A dog is no fun without the warm fuzzies.

A bachelor’s degree is no fun without the pride and feeling of accomplishment.

A relationship is no fun without the love.

And yes, I really do believe that some things are not worth it without some feelings that are…a bit less warm and a bit less fuzzy.  Life, for instance.

When I was about fifteen, the number one reason why I didn’t want to go to therapy was that I thought if I went to therapy I would have to be happy all the time.  I’m not kidding.  I was so in love with my feelings—and I mean ALL of them—that the concept of only feeling happy was completely useless to me.  I liked being sad, angry, exasperated, in love, out of love, morose, dejected, exuberant, and all other sorts of adjectives.  Maybe it was the hormones, but my feelings felt so rich, so delicious, that I didn’t want to give them up.

All save one.

It may be hilariously redundant, but fear absolutely terrified me.  I hated feeling it.  When I felt afraid I thought I would disappear into the feeling without a trace.  The way I saw it, fear was the one emotion that was actually having a negative effect on my life.  It stopped me from doing things I wanted to do.  It kept me from talking to people and seeking out experiences I wanted to have.  Hell, it has kept me from starting this very blog for longer than I care to admit (about a year).  Even as I embraced my other emotions with open arms, I pushed fear away with a firm hand.

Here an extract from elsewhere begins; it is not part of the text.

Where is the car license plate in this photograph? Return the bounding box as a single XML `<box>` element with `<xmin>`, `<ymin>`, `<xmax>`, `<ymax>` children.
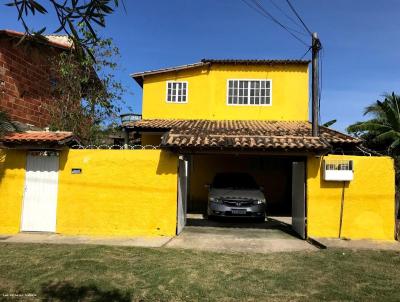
<box><xmin>232</xmin><ymin>209</ymin><xmax>246</xmax><ymax>215</ymax></box>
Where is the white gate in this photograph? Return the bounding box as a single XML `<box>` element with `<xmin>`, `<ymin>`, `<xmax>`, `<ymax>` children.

When I pushed fear away it didn’t go away.  Instead, it started to eat away at my insides like a parasite.  In a way, my denial of fear turned me into the fearful person I am today! How neat! Aren’t humans fascinating???

It didn’t stop with fear, either.  Soon sadness, confusion, anger, vulnerability, intense love all went the same way as fear.  Happiness was the only emotion allowed, and that became an endangered species because the energy it takes to keep the entire range of your emotions at bay is exhausting, and it is difficult to feel entirely happy when you’re constantly exhausted.

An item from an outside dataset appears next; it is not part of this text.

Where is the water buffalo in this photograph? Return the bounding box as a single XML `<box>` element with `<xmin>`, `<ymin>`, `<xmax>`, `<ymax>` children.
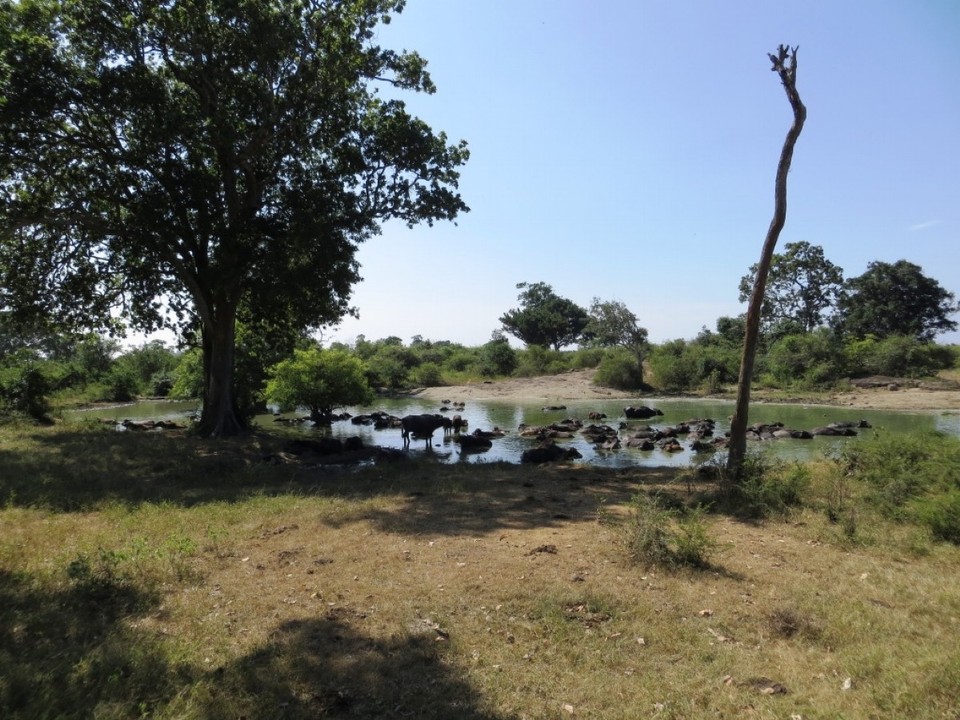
<box><xmin>623</xmin><ymin>405</ymin><xmax>663</xmax><ymax>420</ymax></box>
<box><xmin>400</xmin><ymin>413</ymin><xmax>443</xmax><ymax>448</ymax></box>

So I had a choice.  Keep on trying to overcome my emotions, or let them once again come to the surface and embrace them like old friends.  I chose the route of friendship, and I have to say it has made all the difference.

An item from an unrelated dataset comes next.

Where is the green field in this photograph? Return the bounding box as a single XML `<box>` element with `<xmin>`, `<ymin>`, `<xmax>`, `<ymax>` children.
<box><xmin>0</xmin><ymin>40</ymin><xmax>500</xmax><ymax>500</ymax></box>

When I stop pushing my emotions away and instead acknowledge them, they don’t create chaos in my life.  They’ve stopped feeling like something I have to overcome.  Even fear and I have come to an understanding.  Sitting in my fear is not nearly as awful as I thought it would be.  Earlier today, in fact, I sat on a park bench and just let the fear come.

First came fear.

Then came some tears.

Then came perspective.

Last came peace.

Peace! From fear! I was overjoyed and immediately sat down at my computer to write this.

To me, being Annie is all about feelings, because they are more real and exciting to me than all the stuff in the world could possibly be.  My feelings are my friends, and I now know exactly the nowhere I would be without them.